Problem
This article attempts to outline how Veritas DMP handle I/O failures on Linux (RedHat).
DMP: I/O JOURNEY
The general flow of I/O through a multi-pathed stack can be summarized in the diagram below:
Applications that run on top of the file system typically send I/O requests to files while databases fire them directly on raw devices. In the former case, based upon the pathname of file, the I/O will then be directed to the relevant file system.
The file system will intercept this request and channel its own I/O to the volume device that it resides on: /dev/vx/[r]dsk/diskgroup_name/volume_name.
As the I/O passes through the VxVM kernel driver, VxIO, receives them.
The VxIO driver maintains the volume-plex-subdisk-disk configuration in the kernel.
For a given I/O, VxIO will ascertain from the in-memory volume configuration, which disk(s) the I/O is destined to be serviced by, and sends the I/O (buffer) to the relevant DMP METANODE for that disk device.
The DMP METANODE is a pseudo device located in /dev/vx/[r]dmp and is a representation of the disk with all its paths.
When the I/O is directed at the DMP METANODE device, the DMP kernel module, VxDMP, handles it.
The VxDMP driver creates its own buffer to service the I/O and piggybacks the incoming (VxIO) I/O on this buffer.
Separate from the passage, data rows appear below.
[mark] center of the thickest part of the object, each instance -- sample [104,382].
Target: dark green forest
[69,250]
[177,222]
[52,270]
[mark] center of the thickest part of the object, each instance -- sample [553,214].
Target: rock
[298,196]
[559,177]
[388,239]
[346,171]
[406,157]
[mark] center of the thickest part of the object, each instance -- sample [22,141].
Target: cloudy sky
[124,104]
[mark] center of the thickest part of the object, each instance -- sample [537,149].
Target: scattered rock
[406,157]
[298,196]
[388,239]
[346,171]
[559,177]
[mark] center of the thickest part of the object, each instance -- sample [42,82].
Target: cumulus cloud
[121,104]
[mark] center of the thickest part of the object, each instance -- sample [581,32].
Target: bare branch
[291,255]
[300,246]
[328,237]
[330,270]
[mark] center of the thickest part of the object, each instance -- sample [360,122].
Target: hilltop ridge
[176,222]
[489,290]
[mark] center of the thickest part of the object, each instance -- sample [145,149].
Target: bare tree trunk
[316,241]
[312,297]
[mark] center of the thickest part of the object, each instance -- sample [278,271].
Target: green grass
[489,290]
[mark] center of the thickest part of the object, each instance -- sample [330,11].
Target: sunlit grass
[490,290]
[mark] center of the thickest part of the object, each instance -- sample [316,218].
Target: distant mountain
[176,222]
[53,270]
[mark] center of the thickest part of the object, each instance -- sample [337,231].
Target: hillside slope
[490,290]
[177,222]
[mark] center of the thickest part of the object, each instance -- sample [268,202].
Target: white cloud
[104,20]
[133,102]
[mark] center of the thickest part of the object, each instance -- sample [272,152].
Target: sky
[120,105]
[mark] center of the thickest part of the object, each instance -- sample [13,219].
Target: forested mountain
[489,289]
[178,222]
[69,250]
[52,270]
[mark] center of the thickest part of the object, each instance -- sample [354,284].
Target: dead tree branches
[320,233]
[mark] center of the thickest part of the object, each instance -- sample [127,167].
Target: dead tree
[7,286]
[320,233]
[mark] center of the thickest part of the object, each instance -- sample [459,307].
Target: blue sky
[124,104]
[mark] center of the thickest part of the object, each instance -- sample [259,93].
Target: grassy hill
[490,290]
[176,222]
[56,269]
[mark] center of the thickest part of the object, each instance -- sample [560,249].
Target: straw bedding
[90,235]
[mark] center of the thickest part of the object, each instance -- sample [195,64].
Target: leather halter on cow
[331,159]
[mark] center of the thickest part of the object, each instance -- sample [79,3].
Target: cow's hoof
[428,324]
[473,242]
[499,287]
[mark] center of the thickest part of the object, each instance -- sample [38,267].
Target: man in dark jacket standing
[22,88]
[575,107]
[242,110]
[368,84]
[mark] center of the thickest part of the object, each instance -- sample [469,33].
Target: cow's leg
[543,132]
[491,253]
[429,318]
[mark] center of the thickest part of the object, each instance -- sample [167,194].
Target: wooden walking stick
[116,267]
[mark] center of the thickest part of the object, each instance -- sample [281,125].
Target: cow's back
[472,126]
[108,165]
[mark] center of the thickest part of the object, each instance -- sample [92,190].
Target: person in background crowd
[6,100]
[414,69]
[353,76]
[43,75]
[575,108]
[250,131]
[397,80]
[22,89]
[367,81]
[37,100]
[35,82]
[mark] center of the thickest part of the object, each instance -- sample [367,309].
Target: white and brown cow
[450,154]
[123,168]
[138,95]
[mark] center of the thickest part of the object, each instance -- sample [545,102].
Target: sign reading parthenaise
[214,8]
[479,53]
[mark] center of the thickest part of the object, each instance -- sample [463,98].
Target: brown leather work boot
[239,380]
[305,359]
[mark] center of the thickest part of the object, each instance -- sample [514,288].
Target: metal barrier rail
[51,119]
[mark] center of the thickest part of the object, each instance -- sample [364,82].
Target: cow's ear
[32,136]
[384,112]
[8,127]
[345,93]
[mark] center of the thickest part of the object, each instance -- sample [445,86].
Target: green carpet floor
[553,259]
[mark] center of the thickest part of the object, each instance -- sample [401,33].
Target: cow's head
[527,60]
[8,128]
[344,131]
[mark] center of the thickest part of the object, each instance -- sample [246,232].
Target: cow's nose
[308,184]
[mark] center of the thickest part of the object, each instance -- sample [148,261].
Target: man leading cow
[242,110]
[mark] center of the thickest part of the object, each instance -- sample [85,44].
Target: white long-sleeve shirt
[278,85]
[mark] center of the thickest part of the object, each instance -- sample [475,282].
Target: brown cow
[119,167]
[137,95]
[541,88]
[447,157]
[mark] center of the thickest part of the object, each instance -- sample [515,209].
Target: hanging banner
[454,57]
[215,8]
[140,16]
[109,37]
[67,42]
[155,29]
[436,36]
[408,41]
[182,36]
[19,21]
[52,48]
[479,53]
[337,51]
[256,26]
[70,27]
DMP will select one of the sub-paths to send the I/O and passes the buffer to the disk driver instance for that path.
The buffer will include the LBOLT value (the number of clock ticks since boot time) at the time of firing the I/O to the disk driver and also the number of times the I/O has been retried.
OS: SCSI layer
DMP will now wait on the I/O as it leaves its domain and enters the underlying SCSI disk driver.
The SCSI disk driver (sd, ssd etc) will now process the I/O and send it to the relevant HBA driver which eventually sends it across to the relevant disk/LUN.
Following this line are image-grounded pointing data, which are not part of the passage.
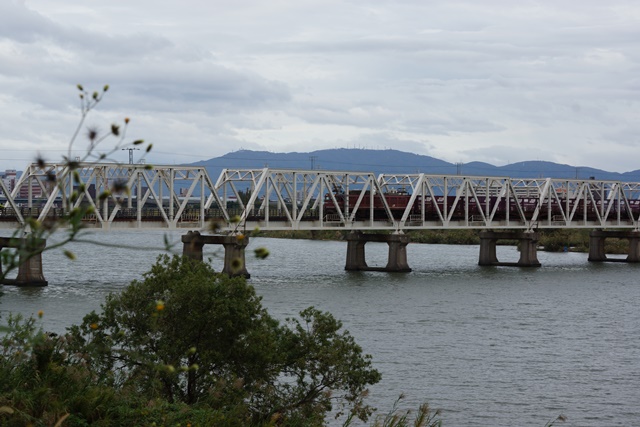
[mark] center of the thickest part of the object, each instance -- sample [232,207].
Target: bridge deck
[173,197]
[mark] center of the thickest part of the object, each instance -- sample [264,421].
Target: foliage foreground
[184,346]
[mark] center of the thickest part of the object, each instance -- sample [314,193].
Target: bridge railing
[278,199]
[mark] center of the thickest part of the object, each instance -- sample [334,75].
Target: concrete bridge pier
[397,261]
[234,251]
[597,251]
[30,259]
[528,243]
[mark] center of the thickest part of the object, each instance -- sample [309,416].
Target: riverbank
[576,240]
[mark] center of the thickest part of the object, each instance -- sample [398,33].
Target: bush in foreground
[186,345]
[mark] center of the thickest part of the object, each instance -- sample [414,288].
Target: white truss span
[175,197]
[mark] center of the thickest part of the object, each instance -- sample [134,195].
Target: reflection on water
[497,346]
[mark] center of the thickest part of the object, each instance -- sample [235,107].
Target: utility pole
[131,154]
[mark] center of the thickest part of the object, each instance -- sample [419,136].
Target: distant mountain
[395,162]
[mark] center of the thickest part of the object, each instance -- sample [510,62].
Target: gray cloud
[493,81]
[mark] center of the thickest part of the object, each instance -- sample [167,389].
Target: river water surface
[499,346]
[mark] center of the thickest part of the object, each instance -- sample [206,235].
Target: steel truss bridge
[240,200]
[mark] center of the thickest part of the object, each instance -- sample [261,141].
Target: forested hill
[395,162]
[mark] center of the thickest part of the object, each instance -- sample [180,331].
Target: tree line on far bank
[560,240]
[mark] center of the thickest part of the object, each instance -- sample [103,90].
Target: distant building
[9,179]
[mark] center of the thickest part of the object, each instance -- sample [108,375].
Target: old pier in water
[370,208]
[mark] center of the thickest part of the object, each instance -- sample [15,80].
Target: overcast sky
[499,81]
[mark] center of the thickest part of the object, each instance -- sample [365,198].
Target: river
[499,346]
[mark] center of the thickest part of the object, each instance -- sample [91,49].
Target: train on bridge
[475,207]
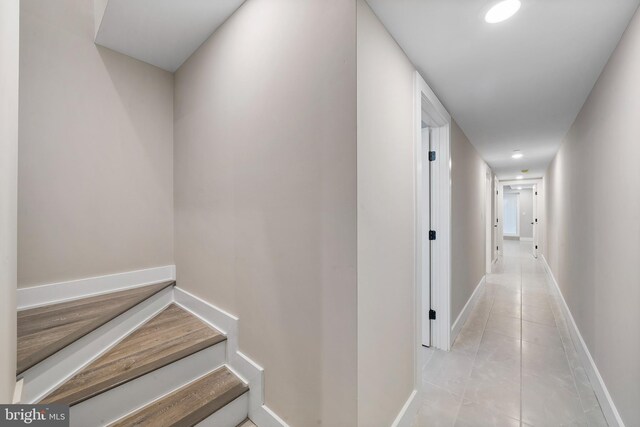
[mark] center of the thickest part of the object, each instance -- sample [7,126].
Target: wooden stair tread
[169,336]
[42,331]
[191,404]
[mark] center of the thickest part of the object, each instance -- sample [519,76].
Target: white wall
[96,151]
[386,223]
[9,63]
[593,233]
[468,244]
[526,213]
[265,184]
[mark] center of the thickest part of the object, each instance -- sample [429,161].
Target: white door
[425,256]
[500,220]
[488,223]
[534,221]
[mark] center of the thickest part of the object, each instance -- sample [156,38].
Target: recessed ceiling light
[502,11]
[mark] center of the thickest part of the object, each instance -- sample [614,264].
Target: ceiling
[163,33]
[515,85]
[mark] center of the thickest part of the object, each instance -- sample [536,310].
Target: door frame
[539,215]
[436,276]
[534,220]
[488,219]
[517,214]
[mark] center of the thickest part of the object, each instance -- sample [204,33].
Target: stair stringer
[249,371]
[46,376]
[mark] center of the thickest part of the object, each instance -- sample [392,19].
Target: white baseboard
[49,374]
[52,293]
[245,368]
[602,393]
[409,411]
[466,310]
[17,392]
[125,399]
[232,414]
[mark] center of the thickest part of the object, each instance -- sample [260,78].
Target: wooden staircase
[169,371]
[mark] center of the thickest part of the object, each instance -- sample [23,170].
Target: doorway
[433,213]
[519,214]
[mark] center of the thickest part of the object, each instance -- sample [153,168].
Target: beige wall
[386,223]
[468,226]
[95,164]
[9,59]
[593,213]
[265,184]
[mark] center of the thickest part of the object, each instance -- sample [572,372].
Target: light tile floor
[513,363]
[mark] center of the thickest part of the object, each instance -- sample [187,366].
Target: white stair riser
[47,375]
[120,401]
[230,415]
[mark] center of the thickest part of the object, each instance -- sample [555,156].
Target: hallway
[513,363]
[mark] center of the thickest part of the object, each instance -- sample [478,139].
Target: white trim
[423,223]
[49,374]
[125,399]
[599,387]
[466,310]
[408,412]
[428,109]
[52,293]
[488,234]
[231,414]
[17,391]
[243,366]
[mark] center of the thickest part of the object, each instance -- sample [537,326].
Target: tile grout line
[475,355]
On completion of the I/O, the BUFFER returns all the way up the stack back to the calling system call that initiated the I/O.
DMP: I/O FAILURE HANDLING
When an I/O TIMEOUT occurs the Linux kernel SCSI error handler logic proceeds through a sequence of recovery methods to attempt to recover failing devices or transports while causing as little disruption to other I/O taking place on the system as possible.
The standard recovery levels are executed in order with an escalation to the next level whenever a recover attempt fails, or a subsequent SCSI Test Unit Ready (TUR) command fails:
• Abort timed out commands and attempt to bring device online
• Issue SCSI device Reset task management function for each failing device
• Issue SCSI target reset task management function for each failing target
• Issue SCSI bus reset for each failing bus (emulated as a series of port resets for Fibre Channel environments)
• Issue SCSI host bus adapter (HBA) reset
Each level of escalation broadens the scope of the recovery attempt and so increases the number of other I/O requests and devices that may be affected by the recovery action.
By starting with simple command aborts and finally escalating to a full HBA reset the methods are tried in order of increasing cost/disruption.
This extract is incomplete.